COUPLES COUNSELING FAQ
We know that you may feel nervous about attending couples therapy. Here are our answers to commonly asked questions.

We desperately need help, but my partner won’t come for couples counseling.
If your partner truly is resistant to couples counseling, we invite you to come on your own. While therapy for couples is most effective when both partners are present and willing, there is a lot that you alone can do to improve the dynamic of your relationship. In therapy, you can explore the ways in which you handle conflict, as well as your strengths and blind spots. Your therapist can help you gain clarity on your needs, feelings and personal boundaries and help you develop clear, nonthreatening and loving ways to express yourself to your partner.
And, often, when one person starts relationship counseling, it sets the tone for change. By taking the first step, you can create an atmosphere for healthy risk taking and make a positive impression on your partner. It may create the encouragement and safety needed for your partner to also become interested in couples therapy.
I’m Worried Counseling Won’t Help. It takes time and it’s a significant investment.
The only way to find out if couples counseling will work is to try it. Marital/couples counseling is an investment in yourself, your partner and your family. If you have children, you know that whatever is transpiring in your relationship – be it good, bad or ugly – impacts everyone in your home.
Outside of the home, your productivity at work and your engagement with friends and other family members may be negatively affected by the stress of a strained relationship.
By investing in your relationship now, you are not only creating the opportunity for everyone to feel better sooner, but you can also build a solid emotional foundation with your partner that you can draw on the rest of your life.
Couples/marriage counseling may also help you repair your relationship and avoid a costly divorce and/or the individual counseling you and/or your partner may need if your relationship continues to worsen.
I’m afraid that therapy will make everything worse.
It is highly unlikely that couples counseling will make matters worse. What therapy will do is make you and your partner more aware of what is occurring within your relationship and how you can improve it. This awareness can sometimes be painful, but honestly sifting and sorting through issues is necessary to move forward and heal. Until you really know what’s wrong, how can you go about fixing it?
I’m afraid that our therapist will take sides.
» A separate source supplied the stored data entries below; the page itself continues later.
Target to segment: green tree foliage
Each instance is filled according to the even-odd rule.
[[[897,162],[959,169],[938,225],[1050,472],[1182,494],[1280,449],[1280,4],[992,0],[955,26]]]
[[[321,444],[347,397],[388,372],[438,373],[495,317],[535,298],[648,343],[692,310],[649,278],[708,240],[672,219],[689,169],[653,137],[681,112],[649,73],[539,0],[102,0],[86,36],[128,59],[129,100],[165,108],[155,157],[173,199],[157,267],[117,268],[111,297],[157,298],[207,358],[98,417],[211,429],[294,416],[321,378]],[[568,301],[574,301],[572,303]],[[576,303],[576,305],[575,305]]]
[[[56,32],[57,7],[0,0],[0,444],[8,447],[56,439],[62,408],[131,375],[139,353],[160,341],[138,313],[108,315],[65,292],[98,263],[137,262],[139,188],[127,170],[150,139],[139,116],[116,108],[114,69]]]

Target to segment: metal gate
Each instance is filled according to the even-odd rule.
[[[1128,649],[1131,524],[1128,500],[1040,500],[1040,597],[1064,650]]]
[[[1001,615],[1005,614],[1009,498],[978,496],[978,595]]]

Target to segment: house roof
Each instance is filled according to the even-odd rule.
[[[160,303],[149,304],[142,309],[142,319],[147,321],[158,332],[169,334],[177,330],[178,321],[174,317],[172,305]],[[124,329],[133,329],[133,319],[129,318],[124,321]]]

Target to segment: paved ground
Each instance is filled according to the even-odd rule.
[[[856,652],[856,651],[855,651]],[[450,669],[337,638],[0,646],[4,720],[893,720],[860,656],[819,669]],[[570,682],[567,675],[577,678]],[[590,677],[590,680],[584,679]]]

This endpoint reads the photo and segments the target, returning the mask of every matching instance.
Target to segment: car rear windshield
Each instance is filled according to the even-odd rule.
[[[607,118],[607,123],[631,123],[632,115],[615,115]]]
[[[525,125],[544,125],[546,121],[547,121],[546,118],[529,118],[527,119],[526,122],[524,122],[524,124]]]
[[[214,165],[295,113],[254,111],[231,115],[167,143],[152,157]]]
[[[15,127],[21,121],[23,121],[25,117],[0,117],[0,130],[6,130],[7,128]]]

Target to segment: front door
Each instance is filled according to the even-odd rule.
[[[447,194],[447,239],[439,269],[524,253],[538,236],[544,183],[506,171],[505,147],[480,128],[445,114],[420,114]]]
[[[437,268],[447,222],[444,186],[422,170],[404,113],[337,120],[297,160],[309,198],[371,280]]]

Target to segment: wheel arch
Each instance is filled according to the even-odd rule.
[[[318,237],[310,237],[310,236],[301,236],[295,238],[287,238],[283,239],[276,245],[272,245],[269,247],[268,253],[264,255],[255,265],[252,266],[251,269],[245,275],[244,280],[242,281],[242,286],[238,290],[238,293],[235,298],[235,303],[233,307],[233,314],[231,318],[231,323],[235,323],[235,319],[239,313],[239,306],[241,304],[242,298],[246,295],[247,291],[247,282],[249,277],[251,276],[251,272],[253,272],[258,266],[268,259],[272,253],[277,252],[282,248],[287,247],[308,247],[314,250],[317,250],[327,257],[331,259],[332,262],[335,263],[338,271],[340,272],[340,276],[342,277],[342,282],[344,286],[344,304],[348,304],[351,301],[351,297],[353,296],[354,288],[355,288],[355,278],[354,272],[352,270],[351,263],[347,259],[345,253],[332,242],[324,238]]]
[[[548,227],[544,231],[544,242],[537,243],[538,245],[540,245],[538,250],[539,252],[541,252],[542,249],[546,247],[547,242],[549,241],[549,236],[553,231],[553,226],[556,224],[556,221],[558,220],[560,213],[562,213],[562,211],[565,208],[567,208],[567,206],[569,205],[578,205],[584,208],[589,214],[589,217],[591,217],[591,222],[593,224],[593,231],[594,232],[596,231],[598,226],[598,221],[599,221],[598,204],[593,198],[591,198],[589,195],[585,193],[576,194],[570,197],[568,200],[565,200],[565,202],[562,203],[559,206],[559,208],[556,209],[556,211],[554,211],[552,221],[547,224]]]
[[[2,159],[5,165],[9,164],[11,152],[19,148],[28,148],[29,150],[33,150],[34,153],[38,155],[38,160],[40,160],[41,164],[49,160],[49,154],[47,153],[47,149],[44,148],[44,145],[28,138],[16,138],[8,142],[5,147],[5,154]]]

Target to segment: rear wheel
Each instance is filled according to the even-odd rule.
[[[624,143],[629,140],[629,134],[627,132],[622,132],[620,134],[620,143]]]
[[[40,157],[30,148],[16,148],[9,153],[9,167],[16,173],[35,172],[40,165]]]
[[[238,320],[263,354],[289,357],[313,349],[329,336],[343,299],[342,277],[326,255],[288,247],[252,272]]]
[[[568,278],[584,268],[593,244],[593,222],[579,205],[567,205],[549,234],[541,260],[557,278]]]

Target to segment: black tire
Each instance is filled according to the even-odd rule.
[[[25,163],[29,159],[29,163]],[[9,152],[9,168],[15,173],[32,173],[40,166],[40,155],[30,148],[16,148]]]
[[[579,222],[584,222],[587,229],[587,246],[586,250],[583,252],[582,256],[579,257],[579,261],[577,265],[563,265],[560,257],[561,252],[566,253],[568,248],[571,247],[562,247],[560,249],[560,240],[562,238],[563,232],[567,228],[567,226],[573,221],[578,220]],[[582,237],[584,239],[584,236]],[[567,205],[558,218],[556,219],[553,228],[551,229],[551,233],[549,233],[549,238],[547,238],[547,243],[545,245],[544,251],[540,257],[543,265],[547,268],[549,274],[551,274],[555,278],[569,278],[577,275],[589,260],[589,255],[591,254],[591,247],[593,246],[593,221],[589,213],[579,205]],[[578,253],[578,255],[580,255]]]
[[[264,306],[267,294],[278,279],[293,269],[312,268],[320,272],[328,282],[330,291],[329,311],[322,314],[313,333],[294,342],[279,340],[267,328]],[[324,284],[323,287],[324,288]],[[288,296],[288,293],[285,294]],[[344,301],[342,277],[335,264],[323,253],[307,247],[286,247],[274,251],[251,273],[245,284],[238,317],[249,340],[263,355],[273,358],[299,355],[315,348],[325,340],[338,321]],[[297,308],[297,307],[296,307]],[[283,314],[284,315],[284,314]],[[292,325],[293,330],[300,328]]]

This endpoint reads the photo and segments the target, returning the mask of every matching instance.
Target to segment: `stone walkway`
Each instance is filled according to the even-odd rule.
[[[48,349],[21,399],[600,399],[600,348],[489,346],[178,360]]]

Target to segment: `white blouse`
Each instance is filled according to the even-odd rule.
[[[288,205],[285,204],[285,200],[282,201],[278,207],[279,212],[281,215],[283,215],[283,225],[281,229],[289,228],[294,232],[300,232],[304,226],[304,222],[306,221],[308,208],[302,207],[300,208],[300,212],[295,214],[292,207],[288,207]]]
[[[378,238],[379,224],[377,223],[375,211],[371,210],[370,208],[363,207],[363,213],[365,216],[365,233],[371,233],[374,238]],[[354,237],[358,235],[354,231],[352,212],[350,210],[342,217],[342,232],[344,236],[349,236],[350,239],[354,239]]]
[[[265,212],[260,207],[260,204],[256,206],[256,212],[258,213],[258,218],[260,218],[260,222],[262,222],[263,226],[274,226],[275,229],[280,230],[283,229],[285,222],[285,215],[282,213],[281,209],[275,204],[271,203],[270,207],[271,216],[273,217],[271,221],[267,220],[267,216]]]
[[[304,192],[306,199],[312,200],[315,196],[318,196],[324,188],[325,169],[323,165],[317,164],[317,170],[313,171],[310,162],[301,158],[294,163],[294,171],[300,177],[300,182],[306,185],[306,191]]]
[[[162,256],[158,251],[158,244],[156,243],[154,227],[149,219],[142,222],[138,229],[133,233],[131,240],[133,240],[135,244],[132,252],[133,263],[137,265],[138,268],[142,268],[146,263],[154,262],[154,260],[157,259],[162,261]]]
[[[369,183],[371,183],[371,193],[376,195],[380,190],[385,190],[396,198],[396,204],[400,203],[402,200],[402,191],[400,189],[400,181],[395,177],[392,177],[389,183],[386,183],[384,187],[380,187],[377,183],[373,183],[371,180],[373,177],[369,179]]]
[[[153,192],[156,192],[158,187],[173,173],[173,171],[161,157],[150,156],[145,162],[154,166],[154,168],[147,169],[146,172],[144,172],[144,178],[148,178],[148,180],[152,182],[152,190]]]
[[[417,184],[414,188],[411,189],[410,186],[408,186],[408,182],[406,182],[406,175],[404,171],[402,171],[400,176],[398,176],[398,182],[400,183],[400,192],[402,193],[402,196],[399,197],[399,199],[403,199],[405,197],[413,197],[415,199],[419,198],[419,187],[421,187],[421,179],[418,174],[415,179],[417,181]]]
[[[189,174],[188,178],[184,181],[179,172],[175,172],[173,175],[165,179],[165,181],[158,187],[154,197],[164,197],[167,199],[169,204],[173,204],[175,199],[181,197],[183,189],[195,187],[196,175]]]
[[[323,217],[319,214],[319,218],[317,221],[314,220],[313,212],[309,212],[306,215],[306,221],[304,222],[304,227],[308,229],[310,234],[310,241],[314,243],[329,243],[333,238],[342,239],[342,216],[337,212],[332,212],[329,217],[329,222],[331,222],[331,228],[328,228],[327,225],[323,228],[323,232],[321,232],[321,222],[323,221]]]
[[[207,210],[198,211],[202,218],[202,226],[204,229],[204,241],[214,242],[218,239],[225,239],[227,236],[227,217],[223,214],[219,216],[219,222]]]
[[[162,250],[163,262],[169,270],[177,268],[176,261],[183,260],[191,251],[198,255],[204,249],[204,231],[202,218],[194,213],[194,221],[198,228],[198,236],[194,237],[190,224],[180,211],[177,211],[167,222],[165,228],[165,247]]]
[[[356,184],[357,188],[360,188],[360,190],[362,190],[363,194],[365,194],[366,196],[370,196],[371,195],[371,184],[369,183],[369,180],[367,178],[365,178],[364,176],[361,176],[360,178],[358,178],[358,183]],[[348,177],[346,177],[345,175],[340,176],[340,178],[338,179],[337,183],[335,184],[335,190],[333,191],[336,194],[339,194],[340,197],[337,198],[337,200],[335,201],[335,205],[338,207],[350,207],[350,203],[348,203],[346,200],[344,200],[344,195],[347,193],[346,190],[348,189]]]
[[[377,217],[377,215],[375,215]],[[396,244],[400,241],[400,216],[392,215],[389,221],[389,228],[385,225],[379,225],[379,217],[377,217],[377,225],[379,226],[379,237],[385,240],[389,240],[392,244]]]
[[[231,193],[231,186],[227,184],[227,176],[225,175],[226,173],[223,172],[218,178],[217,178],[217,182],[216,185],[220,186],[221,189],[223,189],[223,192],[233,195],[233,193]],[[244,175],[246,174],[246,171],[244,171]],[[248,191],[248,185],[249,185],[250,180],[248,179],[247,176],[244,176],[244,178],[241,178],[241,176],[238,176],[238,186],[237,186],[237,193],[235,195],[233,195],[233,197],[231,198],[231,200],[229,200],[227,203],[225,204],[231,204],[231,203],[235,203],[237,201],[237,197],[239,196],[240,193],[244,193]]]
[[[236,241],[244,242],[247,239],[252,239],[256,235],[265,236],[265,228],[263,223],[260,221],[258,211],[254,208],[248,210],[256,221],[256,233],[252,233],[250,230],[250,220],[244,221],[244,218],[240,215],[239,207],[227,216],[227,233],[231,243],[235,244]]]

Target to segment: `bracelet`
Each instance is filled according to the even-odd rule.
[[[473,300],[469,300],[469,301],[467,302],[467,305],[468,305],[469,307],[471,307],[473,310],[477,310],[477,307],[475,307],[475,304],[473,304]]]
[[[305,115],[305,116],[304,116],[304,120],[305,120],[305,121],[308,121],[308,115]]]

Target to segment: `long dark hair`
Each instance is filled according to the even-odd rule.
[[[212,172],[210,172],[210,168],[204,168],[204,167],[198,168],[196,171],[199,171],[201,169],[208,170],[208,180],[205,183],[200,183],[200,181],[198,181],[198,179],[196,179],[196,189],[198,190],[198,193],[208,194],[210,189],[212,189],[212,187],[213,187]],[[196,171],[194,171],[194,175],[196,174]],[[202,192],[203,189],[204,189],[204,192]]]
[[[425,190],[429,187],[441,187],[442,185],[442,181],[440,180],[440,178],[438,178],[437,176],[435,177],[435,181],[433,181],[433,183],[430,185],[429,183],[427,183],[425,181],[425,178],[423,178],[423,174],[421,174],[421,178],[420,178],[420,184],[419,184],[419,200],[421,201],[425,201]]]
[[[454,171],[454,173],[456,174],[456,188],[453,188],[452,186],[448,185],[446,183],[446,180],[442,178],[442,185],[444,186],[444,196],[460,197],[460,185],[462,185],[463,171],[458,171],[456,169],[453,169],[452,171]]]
A good couples therapist will take a side – the side of the relationship. And, the goal of couples therapy at Orenstein Solutions is to get you, your partner and your relationship all on the same side. It is not your therapist’s job to judge or place blame, but, rather, to work as a team builder, help you build reinforcements and encourage honesty, curiosity and growth.
With over 20 years of experience specializing in couples counseling, we’ve learned that relationships are never black and white and that there are many factors that lead to infidelity. We have refined our therapeutic methods to incorporate the Psychobiological Approach to Couples Therapy (PACT ®) approach, which finds its basis in scientifically driven ideas, techniques and exercises in marital and couples counseling.
We can help you build a strong foundation that you can draw from long after our therapeutic work is complete.